For this study, postmortem brain tissue exclusively from African–American individuals between the ages of 18 and 74 years of age (mean=43.21 years) was used because the SLC6A1 insertion polymorphism is found only in individuals of African descent. The sample included 43 males and 30 females and 69 individuals were successfully genotyped. Of these 73 patients, 49 were healthy controls and 24 had a diagnosis of schizophrenia (14 males and 10 females). RNA from hippocampus and DLPFC was reverse transcribed and subjected to real-time qPCR.

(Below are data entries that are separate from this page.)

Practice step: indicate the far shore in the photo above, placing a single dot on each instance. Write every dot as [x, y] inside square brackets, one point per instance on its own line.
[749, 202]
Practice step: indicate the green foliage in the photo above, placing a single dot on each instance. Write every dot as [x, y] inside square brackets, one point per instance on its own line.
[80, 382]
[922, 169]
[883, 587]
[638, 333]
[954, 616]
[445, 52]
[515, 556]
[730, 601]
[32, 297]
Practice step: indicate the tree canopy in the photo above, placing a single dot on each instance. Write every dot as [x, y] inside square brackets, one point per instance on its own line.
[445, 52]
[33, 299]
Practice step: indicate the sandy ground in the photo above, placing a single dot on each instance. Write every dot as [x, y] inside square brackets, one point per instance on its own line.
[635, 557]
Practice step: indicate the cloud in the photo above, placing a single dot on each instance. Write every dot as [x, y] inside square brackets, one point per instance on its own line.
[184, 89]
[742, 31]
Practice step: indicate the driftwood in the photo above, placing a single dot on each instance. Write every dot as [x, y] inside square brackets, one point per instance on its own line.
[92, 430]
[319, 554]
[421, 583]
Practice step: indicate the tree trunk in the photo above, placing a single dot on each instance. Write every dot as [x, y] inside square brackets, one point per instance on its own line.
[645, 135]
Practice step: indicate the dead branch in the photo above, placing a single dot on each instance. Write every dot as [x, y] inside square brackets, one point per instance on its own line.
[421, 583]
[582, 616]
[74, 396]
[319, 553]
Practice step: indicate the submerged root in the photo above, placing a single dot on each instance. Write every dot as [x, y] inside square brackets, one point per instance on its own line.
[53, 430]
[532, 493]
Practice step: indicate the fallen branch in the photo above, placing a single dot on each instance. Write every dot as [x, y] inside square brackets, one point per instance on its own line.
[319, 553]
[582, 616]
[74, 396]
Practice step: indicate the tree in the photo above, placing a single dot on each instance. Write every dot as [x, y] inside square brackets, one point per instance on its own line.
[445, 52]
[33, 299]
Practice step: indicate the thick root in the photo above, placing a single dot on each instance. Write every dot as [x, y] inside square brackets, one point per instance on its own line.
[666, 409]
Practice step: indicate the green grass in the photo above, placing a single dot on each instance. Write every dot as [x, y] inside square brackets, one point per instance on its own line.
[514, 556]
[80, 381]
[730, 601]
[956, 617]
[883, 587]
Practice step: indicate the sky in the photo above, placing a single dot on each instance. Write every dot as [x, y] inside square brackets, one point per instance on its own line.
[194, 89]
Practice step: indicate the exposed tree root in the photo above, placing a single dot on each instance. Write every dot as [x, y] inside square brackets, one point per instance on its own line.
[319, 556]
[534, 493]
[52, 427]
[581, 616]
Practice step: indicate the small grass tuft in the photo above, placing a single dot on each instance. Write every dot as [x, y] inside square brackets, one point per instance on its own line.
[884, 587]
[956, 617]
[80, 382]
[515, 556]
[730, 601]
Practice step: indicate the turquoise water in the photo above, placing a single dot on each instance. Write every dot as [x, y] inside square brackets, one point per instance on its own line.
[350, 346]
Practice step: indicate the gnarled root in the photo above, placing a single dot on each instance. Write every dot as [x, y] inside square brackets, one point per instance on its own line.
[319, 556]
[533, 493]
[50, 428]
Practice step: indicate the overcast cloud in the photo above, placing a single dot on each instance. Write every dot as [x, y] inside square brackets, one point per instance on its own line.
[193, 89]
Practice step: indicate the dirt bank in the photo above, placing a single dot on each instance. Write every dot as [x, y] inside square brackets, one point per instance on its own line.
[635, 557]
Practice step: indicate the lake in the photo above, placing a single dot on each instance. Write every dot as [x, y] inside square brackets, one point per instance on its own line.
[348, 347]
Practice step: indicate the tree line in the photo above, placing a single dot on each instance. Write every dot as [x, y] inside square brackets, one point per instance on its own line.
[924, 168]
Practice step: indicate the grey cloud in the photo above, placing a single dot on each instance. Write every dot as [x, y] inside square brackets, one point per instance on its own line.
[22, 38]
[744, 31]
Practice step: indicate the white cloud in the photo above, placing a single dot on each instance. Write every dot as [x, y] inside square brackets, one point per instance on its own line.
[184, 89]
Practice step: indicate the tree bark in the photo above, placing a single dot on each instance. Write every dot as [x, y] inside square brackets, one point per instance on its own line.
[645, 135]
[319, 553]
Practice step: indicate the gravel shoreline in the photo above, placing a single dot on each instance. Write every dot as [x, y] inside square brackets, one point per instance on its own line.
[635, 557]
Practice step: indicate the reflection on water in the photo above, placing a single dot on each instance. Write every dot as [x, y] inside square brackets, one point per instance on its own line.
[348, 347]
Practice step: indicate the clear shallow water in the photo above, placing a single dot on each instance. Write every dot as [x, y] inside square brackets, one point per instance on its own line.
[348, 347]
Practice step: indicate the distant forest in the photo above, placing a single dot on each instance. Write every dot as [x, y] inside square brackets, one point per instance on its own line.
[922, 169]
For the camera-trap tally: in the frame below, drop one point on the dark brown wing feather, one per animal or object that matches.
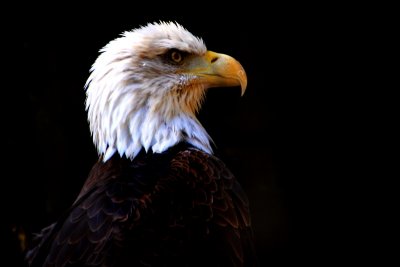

We quantified mRNA expression levels of SLC6A1 transcripts by real-time qPCR, using an ABI Prism 7900 sequence detection system (Applied Biosystems). The assay Hs01104469_m1, which contained the primers and a probe, was purchased from Applied Biosystems. Each 10 μl of reaction contained 500 nl of the assay, 5 μl of Taqman Universal PCR Mastermix (Applied Biosystems) containing Hot Goldstar DNA Polymerase, dNTPs with dUTP, uracil-N-glycosylase, passive reference, and 100 ng of cDNA template. PCR cycle parameters were 50°C for 2min, 95°C for 10 min, 40 cycles of 95°C for 15s, and 60°C for 1min. PCR data were acquired from the Sequence Detector Software (SDS version 2.0, Applied Biosystems) and quantified by a standard curve method with serial dilutions of pooled cDNA derived from commercially available human brain reference RNA. In each experiment, the R2 value of the curve was more than 0.99, and controls comprising no-template cDNA resulted in no detectable signal. All samples were measured in a single plate for each transcript, and cycle number at threshold values were in the linear range of the standard curve. All measurements were performed in triplicate, and the gene expression level was calculated as an average of the triplicates. Expression was normalized to the geometric mean of β-actin, β-2- microglobulin, and β-glucuronidase. SLC6A1 genotypes were determined as detailed above except that PCR products were sized on an Agilent Bioanalyzer and PCR products were also subjected to direct sequencing to confirm the genotypes. Genotypes were scored as 0 (only noninsertion alleles present) or 1 (at least one insertion allele present). This coding scheme was used in part because only one patient was homozygous for the insertion allele in our sample. Data were analyzed using a multiple regression model with SAS PROC GLM version 9.1.3. This model included diagnosis, age at death, SLC6A1 genotype, sex, and their interactions, as well as an index of RNA quality (Agilent RIN index). Interaction effects were interpreted by calculating a categorical age at death variable as a median split of the age at death variable. Means and standard errors for graphical analysis were calculated with SAS GLM using model-based least squares means and standard errors.